膵ホスホリパーゼA2(膵PLA2)の血液検査は膵液中の他の酵素同様に一部は血中に移行している量を測定することで病気の診断をします。血中膵PLA2の低下はセクレチンテストの結果と高い相関を示します。頻回に繰り返すことが困難なセクレチンテストを膵PLA2の測定に代用できます。
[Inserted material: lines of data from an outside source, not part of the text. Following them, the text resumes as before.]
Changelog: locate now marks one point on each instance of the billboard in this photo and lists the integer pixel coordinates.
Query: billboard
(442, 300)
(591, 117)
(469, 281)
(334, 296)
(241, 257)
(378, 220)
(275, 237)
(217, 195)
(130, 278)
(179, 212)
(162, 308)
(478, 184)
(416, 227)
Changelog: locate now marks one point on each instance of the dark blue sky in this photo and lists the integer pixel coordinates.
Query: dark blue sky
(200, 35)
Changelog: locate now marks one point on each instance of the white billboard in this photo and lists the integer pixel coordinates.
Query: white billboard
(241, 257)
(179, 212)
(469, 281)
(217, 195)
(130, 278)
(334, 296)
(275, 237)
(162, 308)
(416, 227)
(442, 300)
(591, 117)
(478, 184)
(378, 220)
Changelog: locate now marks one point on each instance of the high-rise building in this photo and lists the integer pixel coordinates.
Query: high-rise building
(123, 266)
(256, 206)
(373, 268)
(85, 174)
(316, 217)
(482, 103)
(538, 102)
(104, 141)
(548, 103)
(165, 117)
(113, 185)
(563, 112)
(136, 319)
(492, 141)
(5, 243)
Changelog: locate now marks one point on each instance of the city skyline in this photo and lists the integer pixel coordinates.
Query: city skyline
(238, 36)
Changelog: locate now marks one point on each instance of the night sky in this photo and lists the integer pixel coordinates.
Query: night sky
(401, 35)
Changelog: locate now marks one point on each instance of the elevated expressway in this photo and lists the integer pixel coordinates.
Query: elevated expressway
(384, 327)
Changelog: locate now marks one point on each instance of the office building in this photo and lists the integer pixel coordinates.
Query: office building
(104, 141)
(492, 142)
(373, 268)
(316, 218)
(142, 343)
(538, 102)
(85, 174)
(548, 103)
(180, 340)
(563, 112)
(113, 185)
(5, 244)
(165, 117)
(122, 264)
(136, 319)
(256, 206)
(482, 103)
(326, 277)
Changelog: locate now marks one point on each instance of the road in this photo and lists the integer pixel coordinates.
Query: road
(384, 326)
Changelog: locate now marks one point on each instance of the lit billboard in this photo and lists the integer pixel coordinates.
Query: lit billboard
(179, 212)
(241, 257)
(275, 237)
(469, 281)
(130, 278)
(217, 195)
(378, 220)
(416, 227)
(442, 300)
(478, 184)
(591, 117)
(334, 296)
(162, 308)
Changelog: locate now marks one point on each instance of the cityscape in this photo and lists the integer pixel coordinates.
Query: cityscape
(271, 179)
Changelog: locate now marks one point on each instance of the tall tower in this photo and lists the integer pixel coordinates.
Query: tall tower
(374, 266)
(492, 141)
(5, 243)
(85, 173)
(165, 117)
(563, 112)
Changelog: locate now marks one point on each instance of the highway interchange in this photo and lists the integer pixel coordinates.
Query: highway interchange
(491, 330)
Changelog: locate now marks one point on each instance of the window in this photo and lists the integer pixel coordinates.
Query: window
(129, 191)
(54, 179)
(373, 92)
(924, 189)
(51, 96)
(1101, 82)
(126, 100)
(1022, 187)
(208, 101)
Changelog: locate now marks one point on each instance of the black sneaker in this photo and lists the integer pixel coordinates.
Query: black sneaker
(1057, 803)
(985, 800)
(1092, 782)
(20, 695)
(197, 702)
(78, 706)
そのため、膵ホスホリパーゼA2(膵PL A2)は、血中膵酵素のうちでも特異性の高い膵マーカーとして膵疾患の診断や経過観察に有用な指標といえます。

 

膵ホスホリパーゼA2の検査結果からわかる病気

検査結果 考えられる原因と疾患の名称
基準値より高値 膵癌(進行~末期)、膵全摘後
基準値より低値 急性膵炎、腎不全、膵癌(特に早期)
【備考】
ホスホリパーゼA2(PLA2)はグリセロホスフォリピッドの2位のエステル結合を切る酵素で、哺乳類ではⅠ型(膵型)とⅡ型(膜型)に分類されます。膵型のホスホリパーゼA2(PLA2)は主に膵臓で合成され、膵液中に分泌されて消化酵素として作用しています。ヒトの膵液中に大量に存在することから、膵ホスホリパーゼA2(膵PLA2)と呼ばれています。